The HTML payload was encrypted and only decrypted in-browser to reveal the fake login form. It also contained scripts to hijack the user’s clipboard and prevent copying of content. It further sets special meta tags to prevent caching or sandboxing by web crawlers.

On June 23, an employee at a Washington organization clicked the spear-phishing page below, which loaded several resources from legitimate Microsoft content delivery networks (such as aadcdn.msauth.net and aadcdn.msftauth.net) and even referenced Microsoft’s own “Watson” telemetry service in its code.

E-commerce and Streaming Phishing on Personal Devices

This midsummer period saw a surge in spearphishing targeting district users on their personal accounts, particularly Amazon account phishing.

On June 30, a Texas employee clicked on a fake Amazon login page on their work device, which included fake “Sign in with Google” and “Sign in with Facebook” authentication flows designed to steal multiple types of identity credentials.
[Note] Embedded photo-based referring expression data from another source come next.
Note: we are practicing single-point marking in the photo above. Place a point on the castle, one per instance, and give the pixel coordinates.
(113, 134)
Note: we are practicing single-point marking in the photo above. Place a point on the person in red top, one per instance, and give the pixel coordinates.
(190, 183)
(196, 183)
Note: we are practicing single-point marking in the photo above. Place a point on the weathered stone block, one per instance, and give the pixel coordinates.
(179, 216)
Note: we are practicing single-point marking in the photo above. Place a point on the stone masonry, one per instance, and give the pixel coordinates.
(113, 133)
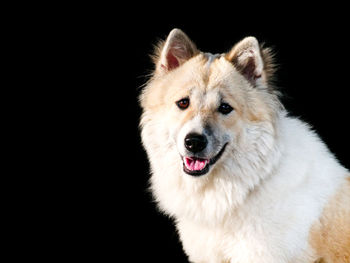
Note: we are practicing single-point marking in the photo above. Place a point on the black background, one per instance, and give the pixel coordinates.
(311, 51)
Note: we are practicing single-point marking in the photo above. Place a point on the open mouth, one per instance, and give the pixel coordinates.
(200, 166)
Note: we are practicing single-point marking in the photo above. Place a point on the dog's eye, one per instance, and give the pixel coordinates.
(183, 103)
(225, 108)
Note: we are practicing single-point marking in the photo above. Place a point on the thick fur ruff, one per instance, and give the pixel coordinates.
(272, 191)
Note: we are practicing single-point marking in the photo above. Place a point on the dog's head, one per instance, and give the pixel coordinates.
(203, 108)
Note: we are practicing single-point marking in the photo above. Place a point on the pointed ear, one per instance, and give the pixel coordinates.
(249, 59)
(176, 50)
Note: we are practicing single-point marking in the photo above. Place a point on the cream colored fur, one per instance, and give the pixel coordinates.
(260, 200)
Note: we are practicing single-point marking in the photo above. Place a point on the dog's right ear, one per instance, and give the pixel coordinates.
(175, 51)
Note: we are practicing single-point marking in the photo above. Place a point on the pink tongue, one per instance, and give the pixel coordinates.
(195, 164)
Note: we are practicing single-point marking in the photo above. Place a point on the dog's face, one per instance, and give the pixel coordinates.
(205, 108)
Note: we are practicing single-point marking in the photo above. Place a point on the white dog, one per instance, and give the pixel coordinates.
(243, 181)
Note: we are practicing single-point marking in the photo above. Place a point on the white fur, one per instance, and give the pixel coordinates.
(260, 199)
(231, 219)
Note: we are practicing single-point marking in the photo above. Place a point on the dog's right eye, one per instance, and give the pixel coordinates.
(183, 103)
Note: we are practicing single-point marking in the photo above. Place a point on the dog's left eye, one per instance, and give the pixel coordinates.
(183, 103)
(225, 108)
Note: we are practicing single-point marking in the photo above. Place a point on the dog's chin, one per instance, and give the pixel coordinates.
(196, 166)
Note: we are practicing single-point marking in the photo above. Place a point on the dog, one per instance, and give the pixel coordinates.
(243, 180)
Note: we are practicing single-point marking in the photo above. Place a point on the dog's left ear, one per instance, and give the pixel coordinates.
(254, 63)
(175, 51)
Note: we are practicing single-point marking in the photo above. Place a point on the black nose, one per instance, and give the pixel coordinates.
(195, 142)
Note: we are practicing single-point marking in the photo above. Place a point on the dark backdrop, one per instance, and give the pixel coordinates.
(311, 51)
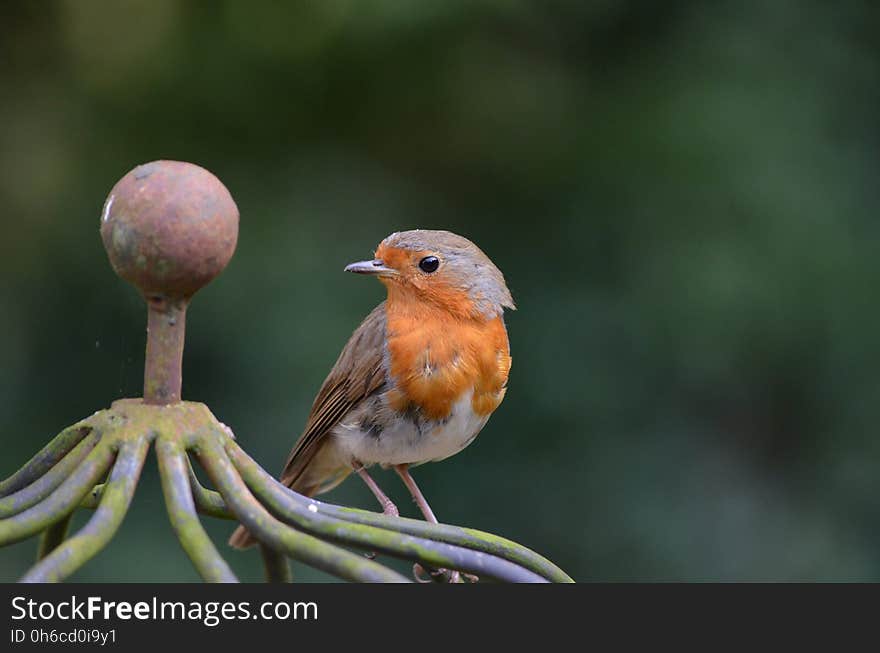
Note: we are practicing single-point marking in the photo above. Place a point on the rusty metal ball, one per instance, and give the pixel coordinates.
(169, 228)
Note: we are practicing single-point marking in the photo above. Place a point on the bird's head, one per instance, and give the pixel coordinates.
(442, 268)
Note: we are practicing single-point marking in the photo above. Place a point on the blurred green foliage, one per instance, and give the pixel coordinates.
(683, 197)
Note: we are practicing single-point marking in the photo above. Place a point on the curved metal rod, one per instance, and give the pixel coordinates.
(93, 498)
(62, 501)
(469, 538)
(45, 458)
(435, 554)
(466, 537)
(101, 528)
(275, 564)
(207, 502)
(182, 514)
(280, 537)
(32, 494)
(53, 536)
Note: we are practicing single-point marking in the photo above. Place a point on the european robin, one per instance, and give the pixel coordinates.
(418, 379)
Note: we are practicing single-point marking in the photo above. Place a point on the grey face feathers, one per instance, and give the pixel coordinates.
(459, 265)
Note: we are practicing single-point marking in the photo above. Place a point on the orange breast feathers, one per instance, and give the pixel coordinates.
(436, 356)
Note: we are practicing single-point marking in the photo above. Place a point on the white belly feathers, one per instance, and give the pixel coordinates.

Another Amazon credential harvester was clicked on June 29, targeting a user in Kentucky, and employed a carbon copy of Amazon’s multi-stage login flow.

Behind the scenes, a suspicious JavaScript function was executing silently every few milliseconds, sending stolen data back to a remote command-and-control server. This aggressive data-capture mechanism enabled the attacker to extract additional information (potentially including session data or two-factor tokens) beyond just the username and password.

The period also included Netflix and AOL spearphish targeting corporate users in Kentucky, with tactics including aggressive device fingerprinting and fake Google Captchas.

Mitigations

  • Block the specified domains on corporate firewalls and endpoint security solutions.

  • Educate users about phishing risks even on pages that purport to use MFA.

  • Remind users of phishing risks for their personal accounts that they access even if they are on corporate devices.

  • Enforce multi-factor authentication (MFA) on all corporate logins to reduce the risk of credential compromise.